In a statement, McDonald's said, "We take this matter very seriously and through our training try very hard to warn employees about such schemes."
McDonald's training manual does include a section that cautions employees that "no legitimate law enforcement agency would ever ask you to conduct such a search."
But none of the employees ABC News spoke with at the Mount Washington, Ky., McDonald's say they recall seeing the warning.
Before the civil case being decided this week, there was a criminal trial in the fall of 2006. David Stewart was accused of masterminding the bizarre and elaborate hoax and faced a possible 15 years in prison on charges ranging from solicitation of sodomy, to impersonating a police officer. Stewart sat impassively in the courtroom as witnesses recounted the events of that fateful night in April 2004.
The jury then witnessed firsthand the ordeal that Ogborn had gone through as they silently watched the surveillance video. Throughout the trial, defense attorney Steve Romines maintained that police had caught the wrong man, that his client was "the fall guy."
When pressed, during an interview with ABC News, on the issue that there was video of Stewart buying the calling card at a Wal-Mart, Romines replied: "That's the key question, was it him?"

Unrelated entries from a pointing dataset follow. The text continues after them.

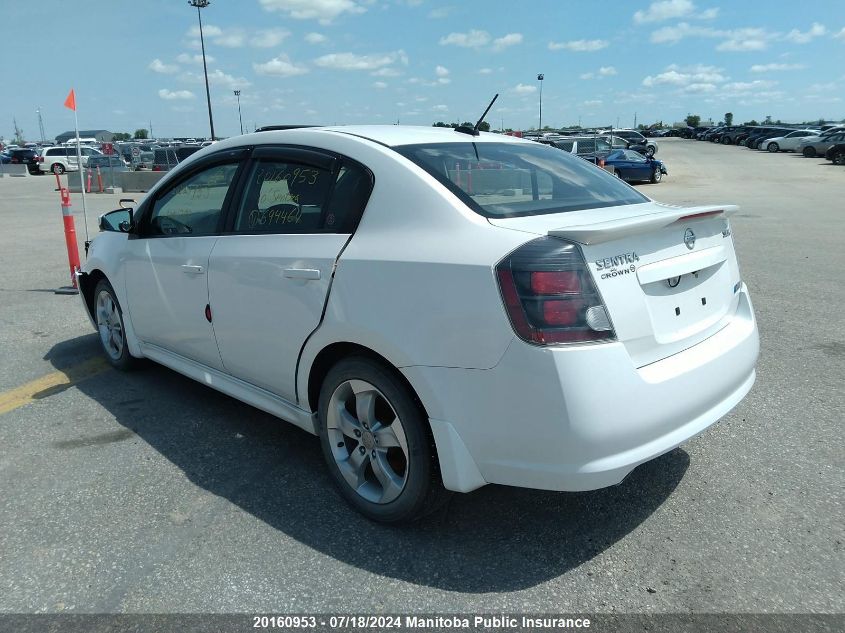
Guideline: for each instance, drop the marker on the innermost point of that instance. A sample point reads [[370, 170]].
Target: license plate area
[[682, 306]]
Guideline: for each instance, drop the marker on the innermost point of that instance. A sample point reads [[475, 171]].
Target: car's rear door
[[270, 273], [167, 260]]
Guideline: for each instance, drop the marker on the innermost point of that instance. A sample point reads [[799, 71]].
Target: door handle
[[302, 273]]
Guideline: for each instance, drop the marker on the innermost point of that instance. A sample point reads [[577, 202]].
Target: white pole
[[81, 178]]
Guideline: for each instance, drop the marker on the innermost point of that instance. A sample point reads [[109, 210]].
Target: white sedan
[[443, 308], [787, 143]]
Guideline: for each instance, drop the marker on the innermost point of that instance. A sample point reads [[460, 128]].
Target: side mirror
[[119, 221]]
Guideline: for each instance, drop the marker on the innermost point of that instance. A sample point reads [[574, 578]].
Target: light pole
[[202, 4], [540, 79], [240, 118]]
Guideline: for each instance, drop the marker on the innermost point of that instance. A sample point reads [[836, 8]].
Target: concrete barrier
[[139, 180], [9, 169]]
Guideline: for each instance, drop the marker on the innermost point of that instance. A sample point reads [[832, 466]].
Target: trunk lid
[[668, 275]]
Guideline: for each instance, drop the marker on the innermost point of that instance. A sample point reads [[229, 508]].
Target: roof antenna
[[473, 131]]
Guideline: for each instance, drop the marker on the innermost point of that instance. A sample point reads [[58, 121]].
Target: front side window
[[502, 180], [194, 206]]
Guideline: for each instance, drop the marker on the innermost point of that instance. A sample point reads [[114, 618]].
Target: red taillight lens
[[550, 296]]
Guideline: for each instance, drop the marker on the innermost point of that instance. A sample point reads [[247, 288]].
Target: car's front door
[[269, 275], [167, 261]]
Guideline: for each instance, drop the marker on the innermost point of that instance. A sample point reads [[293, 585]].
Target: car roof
[[396, 135]]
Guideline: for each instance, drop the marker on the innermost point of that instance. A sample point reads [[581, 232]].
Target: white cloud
[[172, 95], [269, 38], [797, 37], [579, 46], [765, 68], [387, 72], [439, 13], [664, 10], [280, 66], [315, 38], [158, 66], [184, 58], [219, 78], [323, 10], [234, 38], [351, 61], [733, 40], [511, 39], [673, 9], [472, 39]]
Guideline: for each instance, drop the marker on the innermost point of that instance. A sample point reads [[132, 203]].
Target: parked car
[[632, 166], [787, 143], [811, 147], [25, 156], [60, 159], [166, 158], [836, 154], [637, 140], [754, 141], [296, 270]]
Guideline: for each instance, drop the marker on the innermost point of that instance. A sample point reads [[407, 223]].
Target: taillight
[[550, 296]]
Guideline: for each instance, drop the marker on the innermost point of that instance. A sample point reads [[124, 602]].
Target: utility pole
[[240, 118], [202, 4], [41, 125], [540, 79]]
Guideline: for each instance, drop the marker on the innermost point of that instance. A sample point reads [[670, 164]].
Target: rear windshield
[[506, 180]]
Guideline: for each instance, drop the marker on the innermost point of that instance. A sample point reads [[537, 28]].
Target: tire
[[109, 319], [388, 473]]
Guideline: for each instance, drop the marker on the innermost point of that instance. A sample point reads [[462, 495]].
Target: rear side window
[[501, 180], [287, 197]]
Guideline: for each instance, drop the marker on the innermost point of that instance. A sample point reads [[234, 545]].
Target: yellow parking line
[[51, 383]]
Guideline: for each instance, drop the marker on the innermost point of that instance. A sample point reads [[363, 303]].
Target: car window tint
[[518, 179], [194, 205], [284, 197]]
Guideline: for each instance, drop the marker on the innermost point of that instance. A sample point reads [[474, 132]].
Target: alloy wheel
[[109, 325], [368, 441]]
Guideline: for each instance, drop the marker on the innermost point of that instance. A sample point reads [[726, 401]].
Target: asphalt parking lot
[[147, 492]]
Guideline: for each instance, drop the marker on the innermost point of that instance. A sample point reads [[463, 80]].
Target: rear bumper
[[583, 418]]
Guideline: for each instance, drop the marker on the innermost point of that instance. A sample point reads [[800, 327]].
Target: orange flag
[[70, 102]]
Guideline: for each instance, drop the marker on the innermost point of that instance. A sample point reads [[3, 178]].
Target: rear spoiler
[[599, 232]]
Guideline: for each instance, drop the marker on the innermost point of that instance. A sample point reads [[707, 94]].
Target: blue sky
[[417, 61]]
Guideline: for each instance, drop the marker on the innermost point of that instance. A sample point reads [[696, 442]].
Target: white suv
[[443, 308], [62, 158]]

Romines also noted that even if one were to find that it was Stewart who had bought the phone cards, it did not prove that it was he who had made the calls to the fast food establishments.
Then a bombshell in the courtroom: Detectives testified that they had recovered a calling card from Stewart's home that they say had been used to call a Burger King in Idaho — the same restaurant at which a female manager received a call instructing her to strip-search a male employee.
That call had been made nearly a year before the call to the McDonald's in Kentucky. Again, Romines argued that this did not prove that he'd made the calls.
In the end, there apparently wasn't enough evidence to convince the jury. After two hours of deliberations, Stewart was found not guilty on all charges.
One thing to consider: Since Stewart's arrest in June 2004, there have been no reported hoax calls to fast food restaurants.
Deliberations began yesterday in the closely watched civil case, after 18 days of testimony. The jury was asked to determine whether McDonald's was responsible for the hoax that victimized Louise Ogborn. If they found McDonald's to be responsible, they were then determine how much of the $200 million Ogborn's lawyers asked for should be awarded in damages.
Ogborn and her lawyers maintained that McDonald's failed to warn their employees about the hoax, even though the caller had successfully pulled off the same scam at dozens of its other franchises across the country.